Wednesday, June 19, 2013
Dean Nancy B. Rapoport has recently posted an important article on legal education reform on SSRN:
Abstract: "In this Essay, I suggest that we should think about how to create a curriculum that encourages students to develop a variety of skill sets. Law students simply don’t need three years of Socratic questioning regarding the fine details of court opinions. They need a wide range of experiences, preferably building on skill sets (like the twenty-six Berkeley factors) that effective lawyers have developed. A law school’s curriculum should have courses that focus on different factors in each year of law school. Ultimately, what we should be teaching law students is how to develop the judgment to advise clients. Teaching students how to think about the law is no longer – and probably never was – enough."
Other key points:
"What distinguishes good lawyering from mechanical lawyering is thoughtful, flexible, and comprehensive deliberation. Identifying relevant issues involves much more than legal analysis. It requires coming to grips with the complexity of real-life situations psychologically and sociologically as well as legally. An overarching, pedagogical goal of law school should be facilitating the cognitive and emotional development of students in ways that provide them with a sufficient foundation to become lawyers who, in pursuing their profession, are able to analyze problems in full context, which includes recognizing both patterns and uniqueness in different situations and knowing how to synthesize, prioritize, and apply appropriate breadth and depth of knowledge. Learning about law is pivotal, but it is not sufficient. The mindset needed entails being adept at drawing on knowledge from multiple sources and looking at problems from plural perspectives.
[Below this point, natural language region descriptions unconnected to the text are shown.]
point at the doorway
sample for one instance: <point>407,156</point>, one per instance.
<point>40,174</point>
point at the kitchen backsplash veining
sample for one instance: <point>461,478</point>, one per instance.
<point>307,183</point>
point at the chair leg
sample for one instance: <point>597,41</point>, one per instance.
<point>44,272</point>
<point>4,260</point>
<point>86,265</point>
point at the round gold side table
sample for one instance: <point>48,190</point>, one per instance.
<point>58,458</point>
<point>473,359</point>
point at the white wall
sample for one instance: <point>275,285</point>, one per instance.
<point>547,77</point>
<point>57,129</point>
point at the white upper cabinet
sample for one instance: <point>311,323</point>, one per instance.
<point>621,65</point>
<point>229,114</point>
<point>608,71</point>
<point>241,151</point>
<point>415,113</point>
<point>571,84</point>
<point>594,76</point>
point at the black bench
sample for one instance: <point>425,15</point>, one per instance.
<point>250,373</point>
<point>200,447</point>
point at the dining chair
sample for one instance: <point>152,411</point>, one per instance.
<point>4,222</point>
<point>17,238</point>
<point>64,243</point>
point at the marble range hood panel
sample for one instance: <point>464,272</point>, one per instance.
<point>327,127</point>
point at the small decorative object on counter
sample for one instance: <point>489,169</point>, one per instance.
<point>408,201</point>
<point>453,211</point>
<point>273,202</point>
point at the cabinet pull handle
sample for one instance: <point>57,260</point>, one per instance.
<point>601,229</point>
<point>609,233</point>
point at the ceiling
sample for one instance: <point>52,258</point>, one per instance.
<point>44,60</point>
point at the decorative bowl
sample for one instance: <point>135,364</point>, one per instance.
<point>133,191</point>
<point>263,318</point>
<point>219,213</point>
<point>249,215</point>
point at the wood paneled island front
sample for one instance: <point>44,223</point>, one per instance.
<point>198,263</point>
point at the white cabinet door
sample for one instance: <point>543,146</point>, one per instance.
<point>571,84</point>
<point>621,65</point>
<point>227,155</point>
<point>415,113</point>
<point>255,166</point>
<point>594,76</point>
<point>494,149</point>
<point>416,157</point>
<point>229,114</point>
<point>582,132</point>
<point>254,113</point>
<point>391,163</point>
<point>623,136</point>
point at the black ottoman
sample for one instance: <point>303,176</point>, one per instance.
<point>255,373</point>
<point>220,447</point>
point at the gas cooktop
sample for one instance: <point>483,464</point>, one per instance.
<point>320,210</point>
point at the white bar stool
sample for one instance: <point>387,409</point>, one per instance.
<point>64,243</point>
It is the mindset of the fox."
"But on the theory that drastic change will take years, there is one thing that law schools could do right now to improve legal education: law schools could take a good, hard look at creating deliberate building blocks of skill sets."
"I know nothing about educational theory, so I don’t know if knowing any would help us teach better. All I know is that not knowing any means that we’re guessing about whether we’re teaching things in a way that enables students to master the material."
Comment: This has been a considerable amount of material written over the last thirty years on how students learn. This material is very helpful in understanding how we should be teaching students in law school. The fundamental principle is that active learning is vastly superior to passive learning. This scholarship has been summarized into several easily-readable books. The two best of these books are Daniel T. Willingham, Why Don’t Students Like School (2009) and Susan Ambrose et.al., How Learning Works (2010). Anyone interested in legal education reform needs to read these books.
"I believe that each year of law school should focus on different building blocks, so that a law student’s progression from the first semester to the last semester represents distinct skill sets rather than a replication of the skill sets taught in the first year."